Six weeks. The words just hung in the air. Six weeks to prepare for an apocalypse.

"How many targets?" Lysara asked, her pen already flying.

"Seven confirmed," Mira said. "Verdwood is Target One. But there's Riverholt. A settlement in the western mountains. Two coastal towns. And at least two more I didn't have clearance for."

"They have better intel than we do," I said, the cold realization dawning. "They've been at this for decades. They probably know where every convergence-marked kid is."

"We have to warn them," I said, pushing to my feet. "Riverholt. The others. We have to coordinate. Now."

"And you expect them to believe us?" Ironwood scoffed. "Intelligence from a confessed cultist? A warning of an attack we can't prove?"

"Then we make them believe," I said, my voice harder than I intended. "We send delegations. We share our training. We share Elara. We build the continental alliance we've been talking about. We just... do it in six weeks."

It was insane. It was impossible. But doing nothing was a death sentence.

That night, there were six of us on the rooftop. Me, Kaela, Lysara, Torren, Zara, Elara. And, sitting at the edge of the circle, her knees drawn to her chest, Mira.

Zara had been the one to invite her. "You ran," she'd said. "You warned us. You're one of us now, whether you like it or not."

Mira looked like she was about to be sick. "I... I helped plan the attack that killed your people. I don't... I don't deserve this."

"None of us 'deserve' to be here," Elara said, her voice quiet. "We're here because we chose to fight instead of surrendering. You just made the same choice. That's all that matters."

"Six weeks," Lysara said, her voice soft in the dark. "To build a continental defense network. With no resources. No authority. The statistical probability of success is..."

"Don't," Kaela said, her voice flat. "I don't want to know."

"Probably wise," Lysara agreed.

I looked out over our sleeping village. In six weeks, it could all be ash. Or... or it could be the capital of a real resistance.

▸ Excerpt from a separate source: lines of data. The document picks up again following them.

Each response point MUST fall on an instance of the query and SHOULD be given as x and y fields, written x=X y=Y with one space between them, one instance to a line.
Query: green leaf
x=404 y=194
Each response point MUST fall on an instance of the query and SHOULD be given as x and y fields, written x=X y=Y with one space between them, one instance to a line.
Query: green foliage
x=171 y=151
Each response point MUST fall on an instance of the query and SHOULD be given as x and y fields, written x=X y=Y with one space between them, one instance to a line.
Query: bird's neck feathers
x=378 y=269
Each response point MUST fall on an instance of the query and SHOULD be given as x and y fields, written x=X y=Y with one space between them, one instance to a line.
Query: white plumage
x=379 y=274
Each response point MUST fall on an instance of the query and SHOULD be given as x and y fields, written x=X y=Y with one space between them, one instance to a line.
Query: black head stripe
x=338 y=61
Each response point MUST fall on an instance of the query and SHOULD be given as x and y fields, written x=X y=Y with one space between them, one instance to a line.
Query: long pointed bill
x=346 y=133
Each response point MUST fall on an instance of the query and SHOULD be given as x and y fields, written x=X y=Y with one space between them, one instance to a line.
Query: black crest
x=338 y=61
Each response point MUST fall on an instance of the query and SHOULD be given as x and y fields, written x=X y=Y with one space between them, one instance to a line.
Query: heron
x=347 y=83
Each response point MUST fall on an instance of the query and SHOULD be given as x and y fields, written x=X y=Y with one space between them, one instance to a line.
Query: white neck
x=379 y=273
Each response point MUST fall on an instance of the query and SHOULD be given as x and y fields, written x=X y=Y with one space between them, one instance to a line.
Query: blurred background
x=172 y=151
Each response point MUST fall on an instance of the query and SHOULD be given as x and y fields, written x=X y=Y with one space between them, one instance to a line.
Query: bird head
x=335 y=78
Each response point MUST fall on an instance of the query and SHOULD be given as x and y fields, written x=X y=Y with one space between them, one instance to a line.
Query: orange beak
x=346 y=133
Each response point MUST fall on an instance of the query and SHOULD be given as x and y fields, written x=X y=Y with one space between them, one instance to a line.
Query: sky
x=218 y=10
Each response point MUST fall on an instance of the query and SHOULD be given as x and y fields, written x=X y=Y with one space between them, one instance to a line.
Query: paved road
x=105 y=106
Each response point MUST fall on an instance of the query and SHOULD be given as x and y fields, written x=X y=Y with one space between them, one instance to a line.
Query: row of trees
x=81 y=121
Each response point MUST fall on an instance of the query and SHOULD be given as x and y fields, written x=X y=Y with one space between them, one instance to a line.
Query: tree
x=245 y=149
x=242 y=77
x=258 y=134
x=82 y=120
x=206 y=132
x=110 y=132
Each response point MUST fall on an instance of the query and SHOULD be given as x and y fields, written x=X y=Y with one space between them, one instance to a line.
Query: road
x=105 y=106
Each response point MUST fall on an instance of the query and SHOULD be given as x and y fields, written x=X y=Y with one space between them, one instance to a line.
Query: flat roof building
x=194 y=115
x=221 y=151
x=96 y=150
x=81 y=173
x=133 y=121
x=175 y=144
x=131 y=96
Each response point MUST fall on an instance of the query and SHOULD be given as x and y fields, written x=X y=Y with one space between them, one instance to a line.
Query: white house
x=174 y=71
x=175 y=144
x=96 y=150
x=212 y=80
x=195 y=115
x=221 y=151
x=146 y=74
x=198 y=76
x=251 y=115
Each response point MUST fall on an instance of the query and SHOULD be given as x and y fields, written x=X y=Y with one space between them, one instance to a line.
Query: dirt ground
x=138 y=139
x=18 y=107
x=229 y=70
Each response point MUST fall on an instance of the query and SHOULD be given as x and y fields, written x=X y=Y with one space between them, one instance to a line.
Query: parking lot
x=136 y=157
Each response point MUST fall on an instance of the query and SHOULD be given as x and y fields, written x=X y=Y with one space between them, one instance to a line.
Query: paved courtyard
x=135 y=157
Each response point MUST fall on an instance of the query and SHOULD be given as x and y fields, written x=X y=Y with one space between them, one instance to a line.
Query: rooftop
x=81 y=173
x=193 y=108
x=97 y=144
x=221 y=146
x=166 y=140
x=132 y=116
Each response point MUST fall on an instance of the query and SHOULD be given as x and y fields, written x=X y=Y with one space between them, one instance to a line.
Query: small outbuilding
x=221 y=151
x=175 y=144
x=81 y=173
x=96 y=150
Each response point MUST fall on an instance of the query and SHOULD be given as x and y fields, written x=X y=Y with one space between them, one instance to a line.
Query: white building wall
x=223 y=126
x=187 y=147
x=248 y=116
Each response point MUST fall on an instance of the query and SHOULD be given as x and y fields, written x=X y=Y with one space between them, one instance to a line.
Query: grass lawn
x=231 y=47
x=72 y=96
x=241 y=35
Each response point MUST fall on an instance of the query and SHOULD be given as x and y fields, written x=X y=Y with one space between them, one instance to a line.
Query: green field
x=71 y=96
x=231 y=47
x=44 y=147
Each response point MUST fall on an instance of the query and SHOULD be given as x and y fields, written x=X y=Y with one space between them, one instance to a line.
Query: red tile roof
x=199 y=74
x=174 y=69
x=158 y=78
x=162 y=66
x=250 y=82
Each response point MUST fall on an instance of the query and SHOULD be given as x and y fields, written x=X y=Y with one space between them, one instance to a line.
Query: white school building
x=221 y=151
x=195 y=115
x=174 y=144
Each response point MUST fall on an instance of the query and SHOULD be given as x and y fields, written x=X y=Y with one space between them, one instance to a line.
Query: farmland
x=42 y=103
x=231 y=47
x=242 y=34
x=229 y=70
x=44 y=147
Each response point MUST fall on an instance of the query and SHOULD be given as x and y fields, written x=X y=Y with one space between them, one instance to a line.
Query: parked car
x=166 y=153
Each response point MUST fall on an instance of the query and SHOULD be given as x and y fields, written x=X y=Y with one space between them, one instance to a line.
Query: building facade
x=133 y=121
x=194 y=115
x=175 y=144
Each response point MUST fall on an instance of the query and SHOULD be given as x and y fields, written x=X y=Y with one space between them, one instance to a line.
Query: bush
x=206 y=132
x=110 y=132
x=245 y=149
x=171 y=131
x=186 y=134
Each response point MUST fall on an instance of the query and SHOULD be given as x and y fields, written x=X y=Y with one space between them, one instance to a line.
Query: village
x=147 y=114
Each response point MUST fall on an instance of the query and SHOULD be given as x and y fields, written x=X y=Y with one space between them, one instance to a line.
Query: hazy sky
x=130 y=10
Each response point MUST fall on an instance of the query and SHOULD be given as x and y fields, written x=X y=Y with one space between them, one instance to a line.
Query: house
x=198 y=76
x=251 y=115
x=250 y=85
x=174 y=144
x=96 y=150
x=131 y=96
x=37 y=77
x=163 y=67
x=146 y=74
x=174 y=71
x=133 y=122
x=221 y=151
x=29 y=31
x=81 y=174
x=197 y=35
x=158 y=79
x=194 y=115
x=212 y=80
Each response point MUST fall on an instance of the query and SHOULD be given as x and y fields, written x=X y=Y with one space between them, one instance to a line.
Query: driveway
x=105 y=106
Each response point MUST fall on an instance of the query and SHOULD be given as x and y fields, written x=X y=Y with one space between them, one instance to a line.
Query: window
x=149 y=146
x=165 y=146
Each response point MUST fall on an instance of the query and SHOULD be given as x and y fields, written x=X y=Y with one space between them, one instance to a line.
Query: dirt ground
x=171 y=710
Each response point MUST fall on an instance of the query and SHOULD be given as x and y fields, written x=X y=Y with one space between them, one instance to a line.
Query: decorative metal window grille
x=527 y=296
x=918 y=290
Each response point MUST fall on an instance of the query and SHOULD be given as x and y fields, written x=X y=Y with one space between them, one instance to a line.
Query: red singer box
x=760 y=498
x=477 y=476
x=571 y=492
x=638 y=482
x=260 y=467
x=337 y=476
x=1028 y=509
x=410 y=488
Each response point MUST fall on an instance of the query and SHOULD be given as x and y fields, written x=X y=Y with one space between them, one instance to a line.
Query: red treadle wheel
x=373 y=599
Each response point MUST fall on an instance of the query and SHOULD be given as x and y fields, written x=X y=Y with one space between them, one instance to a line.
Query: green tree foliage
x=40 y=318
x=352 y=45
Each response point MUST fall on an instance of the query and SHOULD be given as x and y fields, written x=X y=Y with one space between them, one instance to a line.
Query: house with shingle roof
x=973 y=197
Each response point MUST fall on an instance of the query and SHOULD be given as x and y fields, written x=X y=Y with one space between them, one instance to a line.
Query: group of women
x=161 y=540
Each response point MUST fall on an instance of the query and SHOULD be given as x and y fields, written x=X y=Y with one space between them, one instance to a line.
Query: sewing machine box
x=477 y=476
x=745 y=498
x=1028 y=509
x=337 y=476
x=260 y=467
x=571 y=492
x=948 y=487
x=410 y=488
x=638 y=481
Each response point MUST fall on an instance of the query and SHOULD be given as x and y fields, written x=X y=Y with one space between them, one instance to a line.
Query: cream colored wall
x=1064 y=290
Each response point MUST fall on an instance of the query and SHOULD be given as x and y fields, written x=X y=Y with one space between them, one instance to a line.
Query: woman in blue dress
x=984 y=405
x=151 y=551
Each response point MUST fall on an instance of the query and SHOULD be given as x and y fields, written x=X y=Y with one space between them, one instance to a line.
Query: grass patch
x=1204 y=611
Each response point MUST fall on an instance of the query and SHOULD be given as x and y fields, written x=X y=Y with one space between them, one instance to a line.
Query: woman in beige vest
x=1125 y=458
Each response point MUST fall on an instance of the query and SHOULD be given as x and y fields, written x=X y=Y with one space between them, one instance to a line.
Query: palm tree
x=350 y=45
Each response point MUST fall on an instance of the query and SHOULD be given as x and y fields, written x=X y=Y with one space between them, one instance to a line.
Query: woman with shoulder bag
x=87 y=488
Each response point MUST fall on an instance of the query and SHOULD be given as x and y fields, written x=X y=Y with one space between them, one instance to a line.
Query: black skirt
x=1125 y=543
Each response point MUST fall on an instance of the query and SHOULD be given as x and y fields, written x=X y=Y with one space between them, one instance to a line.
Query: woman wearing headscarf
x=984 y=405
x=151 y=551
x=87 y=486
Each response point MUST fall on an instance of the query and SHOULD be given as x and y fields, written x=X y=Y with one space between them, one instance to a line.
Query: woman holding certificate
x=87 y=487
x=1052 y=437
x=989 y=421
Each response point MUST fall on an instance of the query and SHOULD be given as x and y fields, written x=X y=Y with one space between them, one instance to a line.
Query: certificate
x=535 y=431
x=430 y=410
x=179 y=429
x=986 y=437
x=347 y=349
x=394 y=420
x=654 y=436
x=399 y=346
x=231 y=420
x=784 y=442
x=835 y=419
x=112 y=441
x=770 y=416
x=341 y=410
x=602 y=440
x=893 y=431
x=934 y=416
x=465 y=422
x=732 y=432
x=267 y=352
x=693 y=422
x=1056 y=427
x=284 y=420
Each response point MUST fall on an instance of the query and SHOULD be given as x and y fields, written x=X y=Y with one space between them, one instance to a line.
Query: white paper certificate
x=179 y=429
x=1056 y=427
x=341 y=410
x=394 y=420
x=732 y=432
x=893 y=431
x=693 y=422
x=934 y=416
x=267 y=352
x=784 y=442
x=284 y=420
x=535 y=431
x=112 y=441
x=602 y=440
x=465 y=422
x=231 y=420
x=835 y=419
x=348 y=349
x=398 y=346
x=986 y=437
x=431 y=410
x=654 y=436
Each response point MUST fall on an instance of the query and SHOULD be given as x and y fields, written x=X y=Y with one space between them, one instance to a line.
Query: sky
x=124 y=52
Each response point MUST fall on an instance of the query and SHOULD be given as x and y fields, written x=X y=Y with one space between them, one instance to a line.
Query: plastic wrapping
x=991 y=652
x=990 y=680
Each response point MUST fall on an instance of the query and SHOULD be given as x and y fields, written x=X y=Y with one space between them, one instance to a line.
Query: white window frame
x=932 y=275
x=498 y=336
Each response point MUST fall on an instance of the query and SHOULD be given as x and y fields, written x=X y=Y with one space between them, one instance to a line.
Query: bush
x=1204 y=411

"Takeshi would have run," I said, the thought coming unbidden. "He... he would have seen the odds. He would have just... tried to protect the people he could touch."

"But you're not Takeshi," Mira said, her voice startlingly clear. "Takeshi was... he was a normal man. You're... not. Your capabilities are different. That means your responsibilities are different, too."

She was right. Takeshi was limited. I wasn't.

"Then we do it," I said, the choice solidifying, heavy as stone. "We build the alliance. We warn them all. We try to save everyone we can."

"And when we fail?" Torren asked, his voice small.

"We carry it," I said, looking at him. "And we keep going. Like always."

The war wasn't a regional skirmish anymore. The Harvest was coming. We had six weeks to stop it.